Body Dysmorphic Disorder (BDD)
Imagine seeing yourself as the distorted images of a cracked mirror and being consumed by the necessity to improve or hide those cracks. This is how sufferers of Body Dysmorphic Disorder (BDD) view themselves, and in order to be able to help these people receive the therapy and support they so deserve, we first need to understand this debilitating condition.
BDD is characterised by a preoccupation with perceived flaws or defects in the person’s appearance, which to others is extremely minor or not observable. The condition usually develops in adolescence and affects approximately 2% of the population, occurring equally in both sexes. It is an extreme mental disorder and, unfortunately, people with the disorder are reluctant to seek help due to the fear of being thought vain or self-obsessed. In fact, the opposite is true, as sadly people with this serious disorder often believe themselves to be ugly.
Wrongly misrepresented in the media as “Imagined Ugliness Syndrome”, this cruel representation does little to help the people concerned and certainly does not reflect the extreme distress BDD causes. Such is the severity of the illness that many people present to dermatologists, cosmetic surgeons, maxillary facial surgeons, orthodontists, gynaecologists or urologists to improve their perceived defect.
Even though BDD is classified as an extreme mental disorder, people only present to mental health services when there are additional problems such as anxiety, depression or a risk of suicide. In many cases the condition is trivialised and stigmatised, and in some instances doctors will view those patients who have actual disfigurements as being more worthy of attention, even though they may be less disabled than a person suffering with BDD.
To date research shows that the exact causes of BDD are unclear, however, it is thought to be a combination of nature and nurture which includes:
- Personality traits such as being a perfectionist
- Life experiences (sexual abuse, bullying or child abuse)

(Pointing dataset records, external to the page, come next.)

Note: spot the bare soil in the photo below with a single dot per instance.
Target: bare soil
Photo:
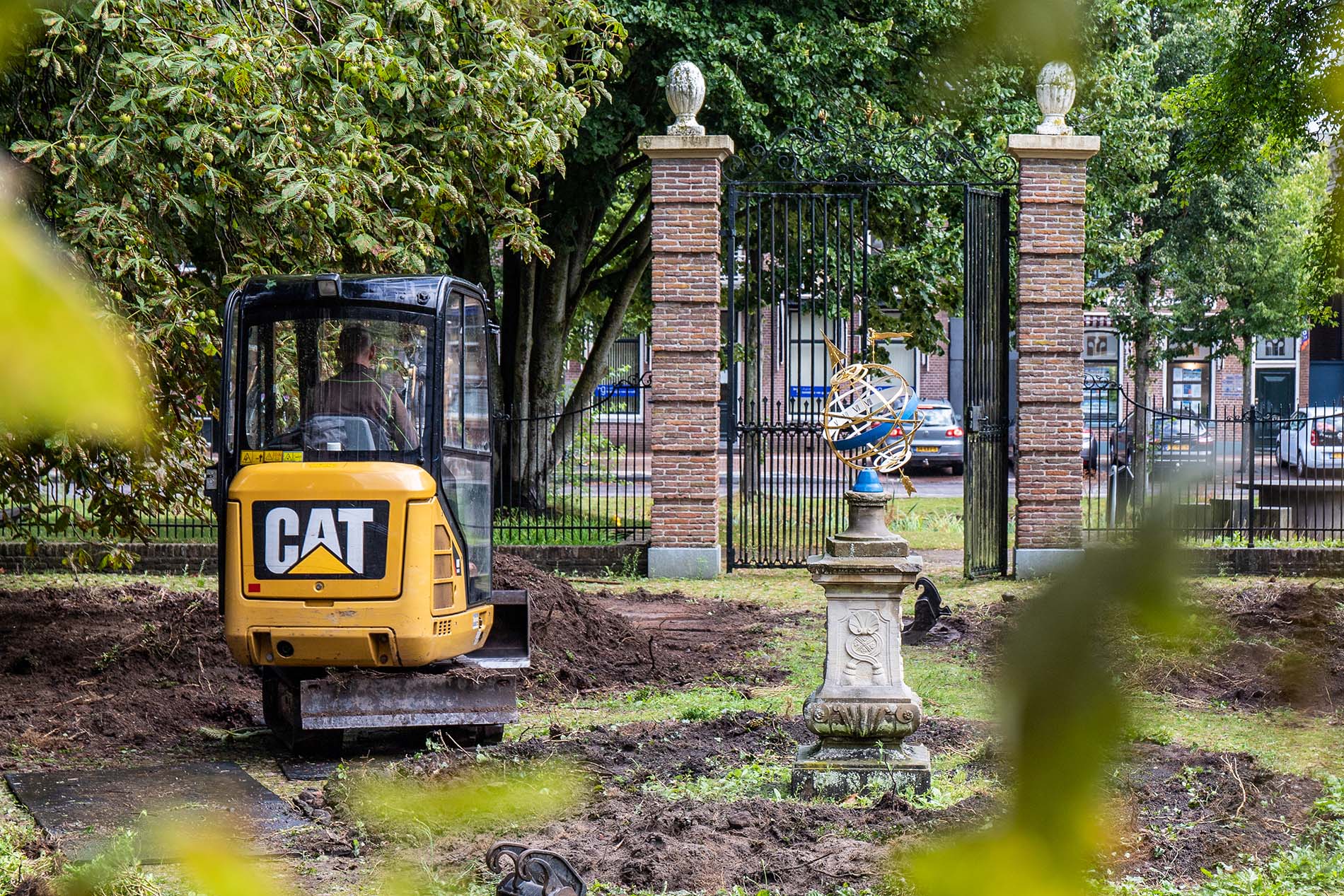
(124, 675)
(644, 842)
(1194, 809)
(1288, 649)
(89, 672)
(601, 641)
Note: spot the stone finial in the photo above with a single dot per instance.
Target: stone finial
(1055, 91)
(685, 95)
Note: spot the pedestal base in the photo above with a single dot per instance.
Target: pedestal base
(835, 772)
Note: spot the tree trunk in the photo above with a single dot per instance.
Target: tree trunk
(540, 304)
(1248, 406)
(1139, 460)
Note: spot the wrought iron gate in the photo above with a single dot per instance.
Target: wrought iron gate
(801, 249)
(985, 485)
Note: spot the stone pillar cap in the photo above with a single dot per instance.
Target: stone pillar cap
(1054, 146)
(717, 147)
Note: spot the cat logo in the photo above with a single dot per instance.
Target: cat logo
(319, 539)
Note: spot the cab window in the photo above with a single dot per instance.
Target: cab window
(465, 473)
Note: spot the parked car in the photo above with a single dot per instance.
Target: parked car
(1312, 440)
(940, 441)
(1174, 443)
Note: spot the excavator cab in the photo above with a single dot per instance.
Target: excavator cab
(354, 499)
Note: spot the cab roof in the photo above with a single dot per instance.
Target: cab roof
(421, 292)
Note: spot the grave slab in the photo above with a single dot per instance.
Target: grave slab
(83, 810)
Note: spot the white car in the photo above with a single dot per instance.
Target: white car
(1312, 440)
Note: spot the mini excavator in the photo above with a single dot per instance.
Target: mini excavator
(354, 496)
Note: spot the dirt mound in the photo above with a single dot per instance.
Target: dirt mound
(100, 669)
(1193, 810)
(655, 845)
(593, 641)
(1288, 649)
(649, 844)
(642, 751)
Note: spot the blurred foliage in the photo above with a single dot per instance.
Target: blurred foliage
(179, 147)
(66, 367)
(1063, 714)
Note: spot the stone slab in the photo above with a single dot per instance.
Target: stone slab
(1054, 146)
(835, 772)
(309, 769)
(83, 810)
(685, 563)
(717, 147)
(1034, 563)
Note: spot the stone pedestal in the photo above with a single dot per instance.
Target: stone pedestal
(863, 709)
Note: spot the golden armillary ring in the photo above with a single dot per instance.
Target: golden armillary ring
(871, 414)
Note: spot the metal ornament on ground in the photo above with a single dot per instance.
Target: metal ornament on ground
(533, 872)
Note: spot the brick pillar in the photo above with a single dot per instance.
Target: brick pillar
(1050, 347)
(683, 409)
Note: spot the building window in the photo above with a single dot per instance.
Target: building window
(806, 363)
(1101, 355)
(1188, 388)
(1282, 348)
(1101, 367)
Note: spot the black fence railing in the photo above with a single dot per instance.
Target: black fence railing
(579, 477)
(61, 506)
(1238, 479)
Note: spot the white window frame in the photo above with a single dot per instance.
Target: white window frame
(1263, 361)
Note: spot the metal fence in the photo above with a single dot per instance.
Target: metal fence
(578, 477)
(62, 504)
(1236, 479)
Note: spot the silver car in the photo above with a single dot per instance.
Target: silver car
(1314, 440)
(940, 441)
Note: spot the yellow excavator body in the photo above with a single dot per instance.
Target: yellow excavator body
(344, 564)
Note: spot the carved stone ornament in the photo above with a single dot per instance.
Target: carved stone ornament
(685, 95)
(862, 721)
(1055, 92)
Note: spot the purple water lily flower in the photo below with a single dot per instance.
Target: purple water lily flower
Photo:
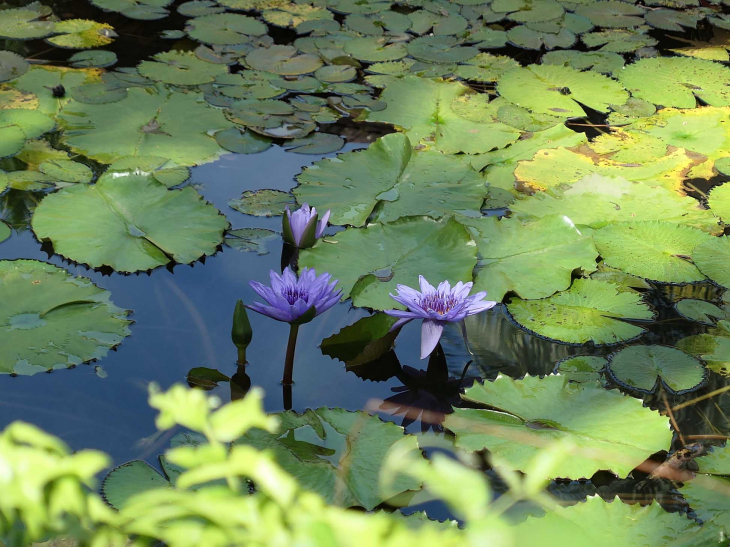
(296, 300)
(437, 307)
(302, 227)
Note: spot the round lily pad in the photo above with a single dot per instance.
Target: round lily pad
(643, 368)
(51, 319)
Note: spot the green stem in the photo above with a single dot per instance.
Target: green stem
(289, 361)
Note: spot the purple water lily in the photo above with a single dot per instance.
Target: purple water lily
(302, 227)
(437, 306)
(296, 300)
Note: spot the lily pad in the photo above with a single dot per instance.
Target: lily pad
(370, 262)
(524, 415)
(558, 90)
(51, 319)
(532, 260)
(262, 203)
(338, 454)
(424, 109)
(678, 81)
(392, 181)
(129, 222)
(163, 123)
(643, 368)
(590, 311)
(654, 250)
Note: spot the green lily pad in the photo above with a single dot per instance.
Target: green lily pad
(262, 203)
(51, 319)
(370, 262)
(654, 250)
(12, 66)
(224, 28)
(95, 58)
(425, 110)
(590, 311)
(180, 68)
(711, 257)
(532, 260)
(557, 90)
(597, 201)
(392, 181)
(676, 81)
(537, 411)
(164, 123)
(643, 368)
(338, 454)
(130, 223)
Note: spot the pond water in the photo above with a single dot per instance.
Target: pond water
(182, 313)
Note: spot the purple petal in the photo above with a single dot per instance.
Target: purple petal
(430, 335)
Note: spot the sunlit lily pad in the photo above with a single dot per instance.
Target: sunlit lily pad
(519, 416)
(590, 311)
(129, 222)
(338, 454)
(370, 262)
(51, 319)
(644, 368)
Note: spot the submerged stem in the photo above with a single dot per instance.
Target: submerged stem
(289, 361)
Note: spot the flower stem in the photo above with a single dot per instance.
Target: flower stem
(289, 361)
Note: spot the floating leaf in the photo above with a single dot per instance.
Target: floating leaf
(262, 203)
(51, 319)
(425, 110)
(524, 415)
(164, 123)
(644, 368)
(533, 260)
(370, 262)
(590, 311)
(557, 90)
(654, 250)
(129, 222)
(337, 453)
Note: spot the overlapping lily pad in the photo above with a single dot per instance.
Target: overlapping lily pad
(521, 416)
(51, 319)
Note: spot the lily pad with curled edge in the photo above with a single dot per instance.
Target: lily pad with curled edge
(655, 250)
(242, 141)
(373, 49)
(130, 222)
(263, 203)
(162, 170)
(283, 60)
(143, 10)
(590, 311)
(338, 454)
(678, 81)
(180, 68)
(25, 23)
(558, 90)
(581, 368)
(596, 201)
(161, 123)
(371, 261)
(12, 66)
(533, 260)
(424, 110)
(51, 319)
(517, 418)
(224, 28)
(644, 368)
(440, 49)
(392, 181)
(95, 58)
(252, 240)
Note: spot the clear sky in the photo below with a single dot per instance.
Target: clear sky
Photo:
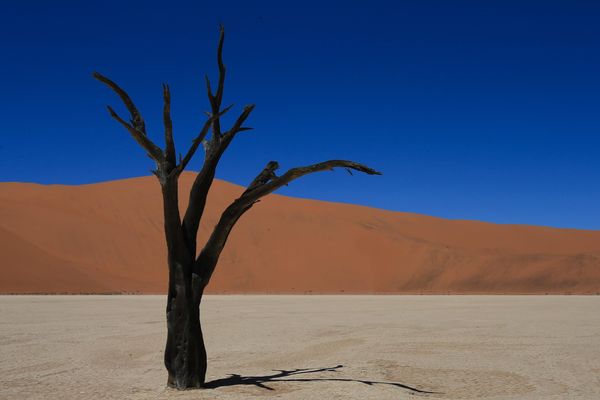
(486, 110)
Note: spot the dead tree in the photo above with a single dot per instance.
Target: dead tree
(190, 271)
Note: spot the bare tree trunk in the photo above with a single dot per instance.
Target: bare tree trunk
(185, 353)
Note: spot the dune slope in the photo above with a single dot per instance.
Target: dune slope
(108, 237)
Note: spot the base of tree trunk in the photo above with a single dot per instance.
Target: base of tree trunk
(185, 354)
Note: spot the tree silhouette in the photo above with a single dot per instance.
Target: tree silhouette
(190, 271)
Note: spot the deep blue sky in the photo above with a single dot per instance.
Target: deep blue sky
(485, 110)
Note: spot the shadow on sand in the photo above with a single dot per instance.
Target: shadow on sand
(291, 376)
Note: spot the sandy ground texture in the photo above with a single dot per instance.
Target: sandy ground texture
(307, 347)
(109, 238)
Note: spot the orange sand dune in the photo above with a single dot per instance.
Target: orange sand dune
(108, 237)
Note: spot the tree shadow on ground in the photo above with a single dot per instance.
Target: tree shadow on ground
(291, 376)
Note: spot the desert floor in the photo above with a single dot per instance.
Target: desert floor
(305, 347)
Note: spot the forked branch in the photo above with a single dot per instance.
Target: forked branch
(265, 182)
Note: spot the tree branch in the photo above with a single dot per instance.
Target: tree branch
(198, 140)
(136, 126)
(216, 99)
(169, 142)
(153, 150)
(136, 118)
(265, 182)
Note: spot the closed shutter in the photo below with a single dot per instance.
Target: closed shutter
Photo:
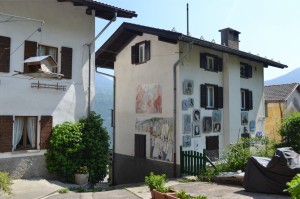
(46, 131)
(6, 132)
(203, 97)
(147, 51)
(203, 61)
(4, 54)
(219, 92)
(140, 146)
(66, 62)
(30, 50)
(220, 64)
(133, 55)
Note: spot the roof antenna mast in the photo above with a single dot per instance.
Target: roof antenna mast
(187, 19)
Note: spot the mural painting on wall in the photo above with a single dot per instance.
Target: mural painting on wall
(148, 98)
(161, 132)
(187, 123)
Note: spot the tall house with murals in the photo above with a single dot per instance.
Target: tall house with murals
(174, 90)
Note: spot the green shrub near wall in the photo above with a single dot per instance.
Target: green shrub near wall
(290, 132)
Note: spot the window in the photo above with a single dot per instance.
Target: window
(211, 62)
(211, 96)
(245, 70)
(140, 52)
(246, 100)
(20, 132)
(47, 50)
(140, 146)
(24, 136)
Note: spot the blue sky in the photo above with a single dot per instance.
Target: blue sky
(269, 28)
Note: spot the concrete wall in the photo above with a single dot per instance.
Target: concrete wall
(65, 25)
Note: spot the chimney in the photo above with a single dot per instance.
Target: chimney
(230, 38)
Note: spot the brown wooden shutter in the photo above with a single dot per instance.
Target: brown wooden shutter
(66, 62)
(30, 50)
(147, 51)
(203, 61)
(6, 132)
(4, 54)
(203, 97)
(46, 131)
(140, 146)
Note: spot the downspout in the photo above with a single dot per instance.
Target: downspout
(190, 46)
(113, 124)
(90, 54)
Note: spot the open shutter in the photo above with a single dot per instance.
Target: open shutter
(203, 61)
(220, 97)
(140, 146)
(4, 54)
(46, 131)
(220, 64)
(66, 62)
(6, 132)
(30, 50)
(147, 50)
(203, 97)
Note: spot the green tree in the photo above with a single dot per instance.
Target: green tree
(290, 132)
(96, 147)
(64, 155)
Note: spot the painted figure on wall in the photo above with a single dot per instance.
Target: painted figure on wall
(161, 136)
(148, 98)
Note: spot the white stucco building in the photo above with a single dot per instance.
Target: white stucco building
(43, 91)
(169, 86)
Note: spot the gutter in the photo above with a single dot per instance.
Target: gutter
(189, 46)
(112, 124)
(90, 54)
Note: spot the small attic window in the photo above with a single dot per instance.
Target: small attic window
(41, 66)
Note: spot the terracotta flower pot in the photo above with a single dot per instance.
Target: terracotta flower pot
(81, 179)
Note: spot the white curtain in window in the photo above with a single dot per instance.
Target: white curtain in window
(18, 130)
(31, 129)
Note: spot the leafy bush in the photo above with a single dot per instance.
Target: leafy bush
(5, 183)
(294, 187)
(96, 147)
(290, 132)
(155, 181)
(64, 154)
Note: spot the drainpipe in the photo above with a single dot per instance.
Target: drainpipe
(113, 124)
(190, 46)
(90, 54)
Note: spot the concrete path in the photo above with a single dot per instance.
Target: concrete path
(43, 189)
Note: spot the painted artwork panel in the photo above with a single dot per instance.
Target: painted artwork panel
(196, 130)
(161, 131)
(217, 117)
(207, 124)
(187, 123)
(148, 98)
(188, 87)
(186, 140)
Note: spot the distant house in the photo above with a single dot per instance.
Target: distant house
(280, 100)
(174, 90)
(44, 74)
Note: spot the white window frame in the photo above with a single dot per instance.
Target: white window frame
(142, 52)
(210, 97)
(243, 99)
(210, 63)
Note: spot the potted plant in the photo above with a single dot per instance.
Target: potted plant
(82, 175)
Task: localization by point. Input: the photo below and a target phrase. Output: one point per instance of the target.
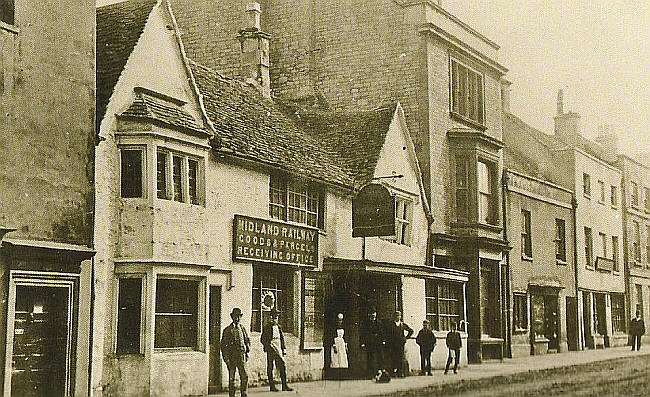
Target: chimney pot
(254, 12)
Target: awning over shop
(339, 264)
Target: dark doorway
(214, 339)
(42, 342)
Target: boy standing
(453, 344)
(427, 341)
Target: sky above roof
(596, 51)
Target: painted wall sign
(373, 212)
(274, 242)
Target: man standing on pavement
(396, 339)
(453, 344)
(372, 339)
(637, 329)
(273, 342)
(235, 346)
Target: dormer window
(295, 201)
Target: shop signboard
(264, 240)
(373, 212)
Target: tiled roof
(258, 129)
(355, 138)
(119, 27)
(160, 108)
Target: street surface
(629, 376)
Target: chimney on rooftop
(607, 138)
(567, 125)
(255, 51)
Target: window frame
(463, 90)
(143, 171)
(141, 333)
(198, 315)
(284, 188)
(560, 241)
(526, 235)
(520, 311)
(589, 247)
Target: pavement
(331, 388)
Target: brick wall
(48, 107)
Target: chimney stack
(567, 125)
(505, 95)
(607, 138)
(255, 51)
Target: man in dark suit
(637, 329)
(235, 346)
(396, 335)
(372, 339)
(273, 342)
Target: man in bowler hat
(235, 346)
(273, 342)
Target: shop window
(636, 242)
(272, 288)
(560, 240)
(615, 253)
(131, 172)
(634, 194)
(601, 191)
(487, 193)
(176, 313)
(603, 243)
(462, 189)
(586, 184)
(520, 312)
(403, 221)
(467, 93)
(296, 201)
(176, 172)
(526, 238)
(7, 11)
(618, 313)
(444, 303)
(129, 314)
(589, 248)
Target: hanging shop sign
(373, 212)
(274, 242)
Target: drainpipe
(508, 325)
(574, 205)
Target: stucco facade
(47, 100)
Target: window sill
(465, 120)
(9, 28)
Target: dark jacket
(426, 339)
(453, 340)
(229, 347)
(267, 336)
(637, 327)
(372, 335)
(395, 334)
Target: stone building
(211, 195)
(46, 200)
(350, 55)
(586, 168)
(635, 198)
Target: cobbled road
(617, 377)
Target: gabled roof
(258, 129)
(356, 139)
(119, 27)
(153, 106)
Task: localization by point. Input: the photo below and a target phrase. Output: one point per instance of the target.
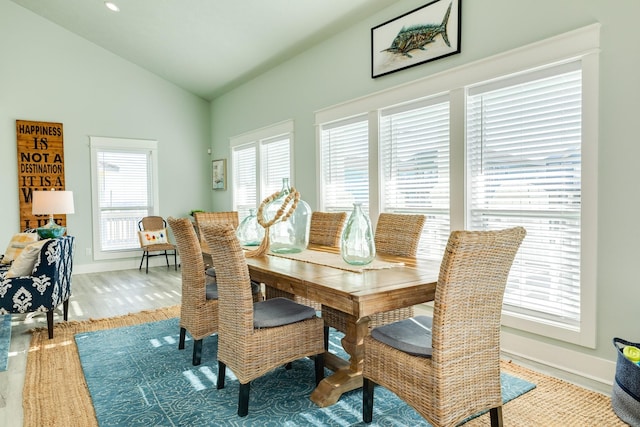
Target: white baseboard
(121, 264)
(587, 371)
(578, 368)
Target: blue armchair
(48, 286)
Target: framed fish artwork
(424, 34)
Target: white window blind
(125, 190)
(414, 162)
(244, 179)
(524, 168)
(261, 159)
(276, 164)
(344, 156)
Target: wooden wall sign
(40, 167)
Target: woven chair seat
(248, 351)
(462, 376)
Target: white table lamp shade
(52, 202)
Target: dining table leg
(347, 375)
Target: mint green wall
(49, 74)
(338, 70)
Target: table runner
(335, 260)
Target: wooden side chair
(396, 234)
(256, 337)
(199, 305)
(447, 367)
(154, 241)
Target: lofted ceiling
(205, 46)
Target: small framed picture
(422, 35)
(219, 174)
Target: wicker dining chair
(255, 338)
(202, 218)
(396, 234)
(155, 226)
(447, 367)
(199, 305)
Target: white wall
(49, 74)
(338, 70)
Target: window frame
(581, 44)
(125, 145)
(259, 139)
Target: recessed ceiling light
(112, 6)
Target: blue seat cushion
(212, 287)
(279, 311)
(411, 335)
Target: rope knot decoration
(282, 214)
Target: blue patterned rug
(137, 377)
(5, 341)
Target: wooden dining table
(400, 282)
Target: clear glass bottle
(249, 232)
(357, 245)
(292, 235)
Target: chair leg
(50, 323)
(221, 373)
(183, 335)
(367, 400)
(197, 352)
(243, 399)
(326, 338)
(319, 364)
(496, 416)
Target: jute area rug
(55, 392)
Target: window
(508, 140)
(344, 154)
(414, 167)
(524, 143)
(124, 190)
(260, 159)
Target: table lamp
(50, 203)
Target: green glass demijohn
(357, 245)
(291, 235)
(249, 232)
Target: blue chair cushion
(280, 311)
(212, 287)
(411, 335)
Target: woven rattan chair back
(198, 315)
(398, 234)
(466, 333)
(326, 228)
(153, 223)
(203, 218)
(247, 351)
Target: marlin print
(417, 36)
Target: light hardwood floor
(94, 296)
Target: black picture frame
(219, 174)
(417, 37)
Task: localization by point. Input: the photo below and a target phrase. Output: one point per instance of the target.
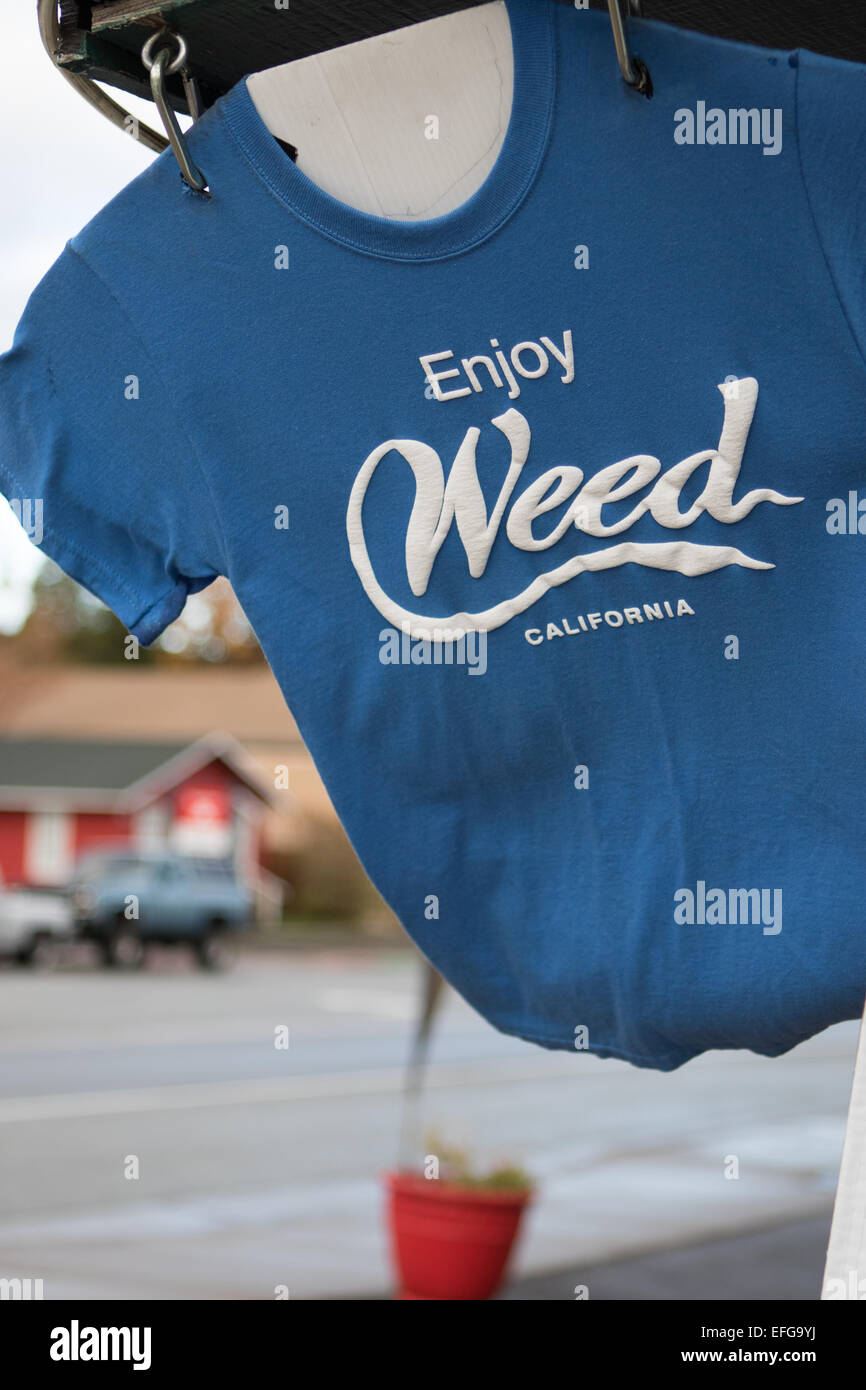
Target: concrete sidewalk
(784, 1262)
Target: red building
(63, 797)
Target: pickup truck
(124, 901)
(34, 925)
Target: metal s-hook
(156, 59)
(633, 68)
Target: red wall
(96, 829)
(11, 845)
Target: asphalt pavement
(157, 1139)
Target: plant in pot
(452, 1228)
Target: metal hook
(159, 67)
(634, 70)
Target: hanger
(164, 54)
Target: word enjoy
(528, 360)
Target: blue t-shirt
(549, 516)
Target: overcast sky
(60, 163)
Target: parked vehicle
(34, 925)
(124, 901)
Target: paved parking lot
(156, 1141)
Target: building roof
(113, 773)
(136, 704)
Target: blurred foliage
(327, 877)
(456, 1166)
(68, 624)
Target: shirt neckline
(506, 185)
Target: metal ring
(159, 67)
(149, 57)
(634, 71)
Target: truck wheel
(42, 952)
(216, 948)
(124, 950)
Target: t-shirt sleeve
(95, 456)
(831, 135)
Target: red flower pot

- Neurobiological factors (chemical imbalance in the brain)
- Genetic predisposition (if a family member has BDD)
- People who have BDD may also suffer with OCD, anxiety or depression
While more research needs to be carried out as to the causes of the condition, there are certain factors which may act as triggers or make the condition worse such as:
- Commenting negatively on a person’s appearance
- Compliments may also have an adverse effect on people struggling with BDD as they feel pressurised to look that way all the time
In order to avoid causing any undue stress to the person, it is better not to focus on their appearance but rather to compliment them on their personality or something they have done well.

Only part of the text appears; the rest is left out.